Mientras su mirada se perdía unos instantes en la carta de los desayunos, me dirigí un momento al baño. Ya en la puerta, antes de entrar, me giré y vi cómo anotaba algo en un papel.

Al volver a la mesa, el camarero aún no había venido y Grimmjow decidió levantarse y pedir en la barra.

Fue en aquel instante cuando vi un papel conocido sobre la mesa con un bolígrafo encima. Era la carta de Hallibel. La que había recibido en Colmenar y le había mostrado a Grimmjow semanas atrás.

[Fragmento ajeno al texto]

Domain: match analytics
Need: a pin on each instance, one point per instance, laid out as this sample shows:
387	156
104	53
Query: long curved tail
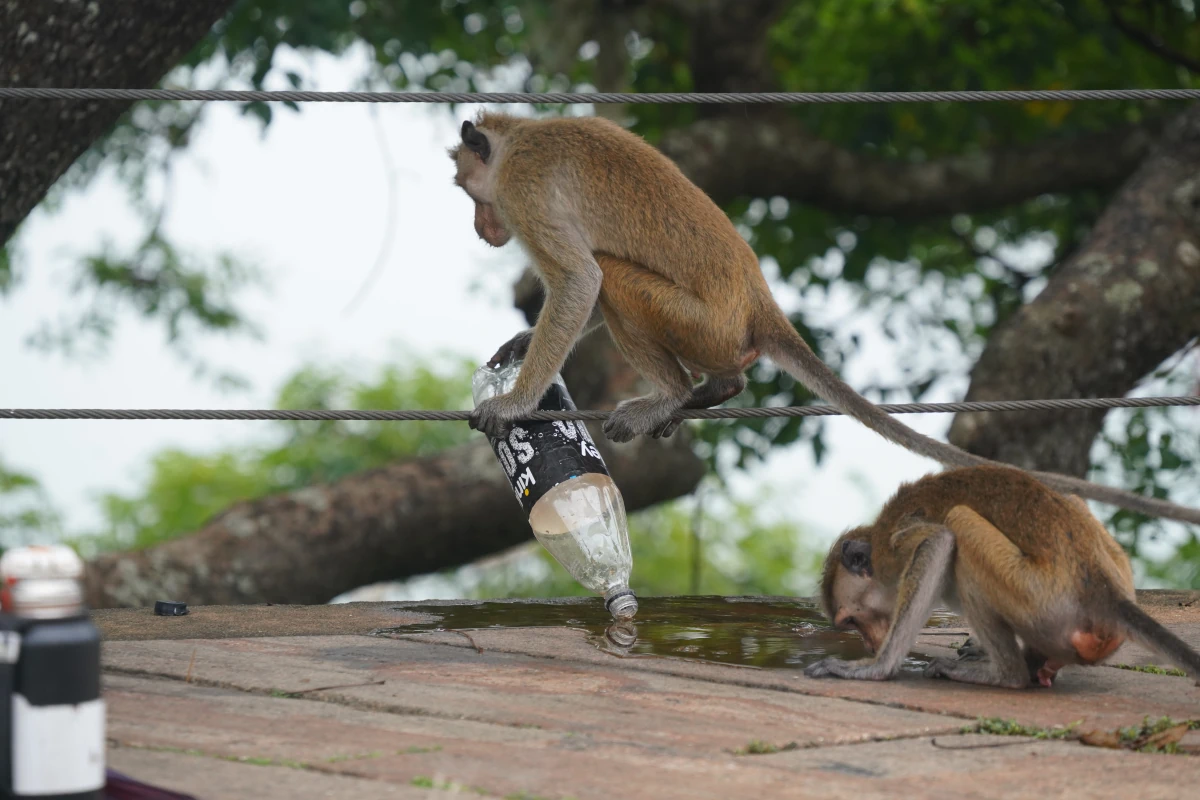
1152	636
777	338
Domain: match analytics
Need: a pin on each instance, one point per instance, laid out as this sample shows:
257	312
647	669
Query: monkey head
473	157
851	595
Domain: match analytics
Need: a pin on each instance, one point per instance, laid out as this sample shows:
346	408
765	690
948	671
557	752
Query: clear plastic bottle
561	480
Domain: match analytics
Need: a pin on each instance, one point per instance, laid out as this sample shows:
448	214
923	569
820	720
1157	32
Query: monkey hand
511	350
864	669
496	415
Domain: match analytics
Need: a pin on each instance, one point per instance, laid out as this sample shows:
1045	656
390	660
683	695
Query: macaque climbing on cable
609	220
1039	579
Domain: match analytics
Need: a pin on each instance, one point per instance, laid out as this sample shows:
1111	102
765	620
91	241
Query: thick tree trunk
1123	302
390	523
102	43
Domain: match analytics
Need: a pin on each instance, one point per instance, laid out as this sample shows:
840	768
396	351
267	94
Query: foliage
940	284
184	489
25	512
677	551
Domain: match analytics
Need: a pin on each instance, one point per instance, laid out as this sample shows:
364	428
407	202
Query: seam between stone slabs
304	767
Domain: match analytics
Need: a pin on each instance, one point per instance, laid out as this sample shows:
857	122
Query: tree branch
731	157
1123	302
400	521
111	44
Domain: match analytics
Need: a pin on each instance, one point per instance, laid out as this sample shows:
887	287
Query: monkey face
861	603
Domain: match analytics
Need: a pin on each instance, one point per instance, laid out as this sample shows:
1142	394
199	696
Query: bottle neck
622	602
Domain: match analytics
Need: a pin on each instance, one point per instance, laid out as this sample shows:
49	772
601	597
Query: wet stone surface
773	633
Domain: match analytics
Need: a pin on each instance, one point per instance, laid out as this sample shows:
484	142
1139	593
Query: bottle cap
621	602
169	608
623	635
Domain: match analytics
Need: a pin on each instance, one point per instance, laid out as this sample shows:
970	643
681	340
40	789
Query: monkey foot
637	416
511	350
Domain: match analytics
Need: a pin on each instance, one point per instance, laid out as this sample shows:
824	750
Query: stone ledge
270	620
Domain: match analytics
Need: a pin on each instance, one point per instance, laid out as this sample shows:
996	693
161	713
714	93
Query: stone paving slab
517	690
285	739
315	708
1099	696
223	780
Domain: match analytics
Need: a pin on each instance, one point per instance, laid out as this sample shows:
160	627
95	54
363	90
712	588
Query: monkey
609	220
1039	579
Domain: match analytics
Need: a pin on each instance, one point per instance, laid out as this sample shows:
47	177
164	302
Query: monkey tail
780	341
778	338
1149	633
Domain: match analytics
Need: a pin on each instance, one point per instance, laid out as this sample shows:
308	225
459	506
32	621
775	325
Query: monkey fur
1039	579
606	218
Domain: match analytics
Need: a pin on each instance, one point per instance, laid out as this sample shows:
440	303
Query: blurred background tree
949	222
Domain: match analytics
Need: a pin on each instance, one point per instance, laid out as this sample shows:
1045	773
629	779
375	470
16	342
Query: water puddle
768	635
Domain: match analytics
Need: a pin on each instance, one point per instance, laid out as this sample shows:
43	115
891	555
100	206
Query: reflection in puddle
777	633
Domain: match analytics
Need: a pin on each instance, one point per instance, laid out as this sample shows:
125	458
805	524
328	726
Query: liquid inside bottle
575	509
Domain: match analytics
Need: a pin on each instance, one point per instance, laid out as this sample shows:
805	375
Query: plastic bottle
561	480
57	713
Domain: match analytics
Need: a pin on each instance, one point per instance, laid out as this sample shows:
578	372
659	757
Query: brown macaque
609	220
1039	579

Antes de leerla de nuevo, le di la vuelta y vi algo anotado en el dorso.

Mi propia letra.

Era la lista que había escrito la tarde que rompí con Ichigo, mientras le esperaba en la Dehesa. A falta de otro papel a mano, había utilizado la parte trasera de esa carta. En ella había anotado todas las cosas que nunca podría hacer con el ermitaño debido a su don.

Me estremecí al ver varios enunciados tachados y anotaciones al margen.

COSAS QUE NUNCA PODRÉ HACER CONTIGO

Pasear de la mano por las calles de Soria, de Barcelona... o de cualquier otra ciudad.
Florencia es una ciudad perfecta para pasear de la mano, tan pequeña y romántica...

Tomar un helado en una terraza después de una tarde de compras.
Y no uno cualquiera, sino el mejor del mundo, en la Gelateria di Piazza en San Gimignano.

Ver a la gente pasar desde esa misma terraza y reírnos de cosas que solo nos hacen gracia a nosotros.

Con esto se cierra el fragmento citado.